The ability to combine efficient GPU utilization with stronger workload isolation controls was particularly valuable for enterprise AI platforms.

Enterprise Scheduling Discussions

Engineers from BlackRock were interested in HAMi's scheduling algorithms and how placement decisions are made across heterogeneous GPU workloads.

Similarly, the InfraCloud team discussed how HAMi integrates into existing Kubernetes environments while comparing traditional Kubernetes Device Plugins, Dynamic Resource Allocation (DRA), and HAMi's scheduling model.

These discussions reflected a broader trend across enterprise Kubernetes platforms:

Organizations are actively looking for smarter ways to eliminate GPU underutilization while supporting increasingly diverse AI workloads.

Community Behind the Booth

HAMi community contributors at the KubeCon India Project Pavilion booth
Figure1: HAMi community contributors at the KubeCon India Project Pavilion booth

Open source projects succeed because of their communities.

A huge thank you to everyone who helped make the HAMi booth possible:

Special thanks to Jimmy Song for preparing booth materials and supporting the community throughout the event.

Looking Ahead

The conversations throughout KubeCon India reinforced a clear message.

Organizations are moving beyond the traditional "one GPU per team" model and are actively searching for Kubernetes-native solutions that enable efficient, scalable GPU sharing with practical isolation controls.

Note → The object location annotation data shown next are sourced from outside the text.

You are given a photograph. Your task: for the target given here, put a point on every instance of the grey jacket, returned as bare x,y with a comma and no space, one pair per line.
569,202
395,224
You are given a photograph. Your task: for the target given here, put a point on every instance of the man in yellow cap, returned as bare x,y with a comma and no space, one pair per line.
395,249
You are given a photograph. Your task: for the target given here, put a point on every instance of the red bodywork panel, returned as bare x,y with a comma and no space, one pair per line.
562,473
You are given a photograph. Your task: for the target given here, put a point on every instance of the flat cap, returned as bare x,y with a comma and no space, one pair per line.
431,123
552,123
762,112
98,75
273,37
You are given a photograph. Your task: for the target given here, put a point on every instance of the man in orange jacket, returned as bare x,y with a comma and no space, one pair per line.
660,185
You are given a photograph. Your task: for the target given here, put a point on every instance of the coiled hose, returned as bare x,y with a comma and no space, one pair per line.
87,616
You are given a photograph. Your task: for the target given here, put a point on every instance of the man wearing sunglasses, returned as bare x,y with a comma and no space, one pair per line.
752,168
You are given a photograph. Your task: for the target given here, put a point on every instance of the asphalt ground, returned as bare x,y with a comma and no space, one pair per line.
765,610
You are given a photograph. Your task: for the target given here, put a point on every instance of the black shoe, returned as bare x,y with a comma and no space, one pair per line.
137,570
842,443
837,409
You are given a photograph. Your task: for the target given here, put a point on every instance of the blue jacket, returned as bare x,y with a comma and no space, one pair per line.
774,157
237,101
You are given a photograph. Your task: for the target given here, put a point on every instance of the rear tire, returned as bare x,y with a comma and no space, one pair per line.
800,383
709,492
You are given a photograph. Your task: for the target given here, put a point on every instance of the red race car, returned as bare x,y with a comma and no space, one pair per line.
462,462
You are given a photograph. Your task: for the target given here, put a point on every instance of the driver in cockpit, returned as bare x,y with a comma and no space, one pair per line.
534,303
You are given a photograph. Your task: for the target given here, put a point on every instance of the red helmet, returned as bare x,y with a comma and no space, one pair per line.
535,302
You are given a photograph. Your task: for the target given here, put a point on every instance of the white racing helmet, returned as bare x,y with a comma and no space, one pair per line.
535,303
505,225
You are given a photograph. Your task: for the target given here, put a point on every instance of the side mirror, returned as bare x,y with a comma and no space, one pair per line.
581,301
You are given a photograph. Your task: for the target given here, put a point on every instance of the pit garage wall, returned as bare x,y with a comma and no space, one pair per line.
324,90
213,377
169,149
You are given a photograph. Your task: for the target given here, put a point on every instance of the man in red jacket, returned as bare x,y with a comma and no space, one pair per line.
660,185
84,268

As AI infrastructure continues to evolve, technologies such as HAMi will play an increasingly important role in helping organizations:

  • Increase GPU utilization
  • Reduce infrastructure costs
  • Support multi-tenant AI platforms
  • Deploy production inference on Kubernetes
  • Scale accelerator infrastructure more efficiently

Thank you to everyone who visited the booth, attended the keynote, shared feedback, and contributed ideas.

We're excited to continue building the future of GPU infrastructure for Kubernetes and we look forward to seeing you at the next KubeCon.